I spotted a perfect pair of jeans while shopping at the mall last week. Not only did they fit my size and style specifications – a difficult task! – but these jeans were also being offered at a great, discounted price. After trying them on, checking myself out in the mirror, and making sure that I felt good about the purchase decision, I headed up to the checkout counter to finalize the sale.
“Do you have a store credit card?” I was asked by the friendly young girl at the register.
“No,” I replied. I’ve used store cards in the past, but never consistently and never for this particular store.
“Well if you apply for store card today, you can get an additional 60% off of your first purchase – in your case, off this pair of jeans.”
I was tempted. I had no intention of keeping and using the card, but why not simply apply for it? I could get a quick discount, I could use the card a couple of times, and then I could cancel it and move on with my life. It seemed as though I had something definite to gain and almost nothing to lose.

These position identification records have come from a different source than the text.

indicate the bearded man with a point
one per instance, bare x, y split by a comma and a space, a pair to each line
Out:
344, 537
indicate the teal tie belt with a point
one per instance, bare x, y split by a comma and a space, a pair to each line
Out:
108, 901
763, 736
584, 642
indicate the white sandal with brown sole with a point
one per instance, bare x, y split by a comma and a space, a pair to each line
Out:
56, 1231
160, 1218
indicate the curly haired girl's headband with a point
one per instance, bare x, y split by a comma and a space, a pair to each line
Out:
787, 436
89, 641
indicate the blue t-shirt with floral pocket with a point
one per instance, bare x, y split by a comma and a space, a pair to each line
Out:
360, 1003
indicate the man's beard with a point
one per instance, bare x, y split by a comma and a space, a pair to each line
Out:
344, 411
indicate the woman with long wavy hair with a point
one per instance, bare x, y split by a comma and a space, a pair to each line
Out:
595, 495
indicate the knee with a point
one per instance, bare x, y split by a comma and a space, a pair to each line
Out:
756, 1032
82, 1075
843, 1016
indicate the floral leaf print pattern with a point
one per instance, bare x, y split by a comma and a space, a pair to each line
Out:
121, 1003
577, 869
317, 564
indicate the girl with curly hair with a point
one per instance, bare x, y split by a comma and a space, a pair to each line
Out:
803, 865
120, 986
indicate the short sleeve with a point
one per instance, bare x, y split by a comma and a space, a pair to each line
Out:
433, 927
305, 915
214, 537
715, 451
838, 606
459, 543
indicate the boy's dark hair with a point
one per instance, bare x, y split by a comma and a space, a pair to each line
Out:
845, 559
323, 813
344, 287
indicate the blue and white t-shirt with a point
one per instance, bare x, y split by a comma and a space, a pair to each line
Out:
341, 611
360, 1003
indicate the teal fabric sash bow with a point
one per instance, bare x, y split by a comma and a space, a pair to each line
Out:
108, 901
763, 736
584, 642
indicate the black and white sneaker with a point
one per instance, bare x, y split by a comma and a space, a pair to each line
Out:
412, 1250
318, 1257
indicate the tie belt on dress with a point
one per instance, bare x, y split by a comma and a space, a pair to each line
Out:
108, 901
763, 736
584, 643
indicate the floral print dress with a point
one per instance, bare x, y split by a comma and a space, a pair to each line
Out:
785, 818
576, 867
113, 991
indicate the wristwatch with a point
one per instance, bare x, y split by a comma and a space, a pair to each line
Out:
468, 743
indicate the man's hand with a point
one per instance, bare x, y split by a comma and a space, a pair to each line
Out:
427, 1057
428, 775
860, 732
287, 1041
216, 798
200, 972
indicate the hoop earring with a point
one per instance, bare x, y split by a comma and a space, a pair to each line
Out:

Here are the key questions and considerations that rushed through my head at that moment:
-Will I truly cancel the card? There are numerous studies that show store credit cards to be a poor long-term decision. Most of these cards have higher rates and penalties than traditional ones, and the benefits they offer often expire within a matter of months. While it may be difficult to predict without a psychic chat whether one will cancel a card or get sucked into using it, some knowledge of your personality and spending habits should help you answer this question with a good amount of confidence.
-Am I making any major purchases in the next year? Many consumers are unaware that their credit scores take a hit whenever they apply for a new card. This decrease, however, last for only 12 months after the application is made. So if you’re concerned about your credit score and looking to buy a new home or car in the next year, getting a store card – even temporarily – may not ultimately be worth it.
-Are there any cancellation fees? The final and most obvious question is one that should be directed at the employee behind the register. Since I knew I wanted to cancel the card shortly after first using it, it consequently is important to insure that there are no cancellation fees, penalties, or other hidden charges that may come back to bite.
After quickly running through these questions, I finally decided to get the card, take advantage of the 60% discount, and then cancel the card at some point in the next month. Since there are no cancellation fees, I have no major purchases to make in the next year, and since I trust that I’ll be responsible, I concluded that there really was nothing to lose.
Hopefully my tale can be a helpful one to frugal shoppers out there. While a store credit card is usually a poor long-term proposition, there are certainly benefits that can be realized when using it only once or twice – so long as you keep the above questions in mind.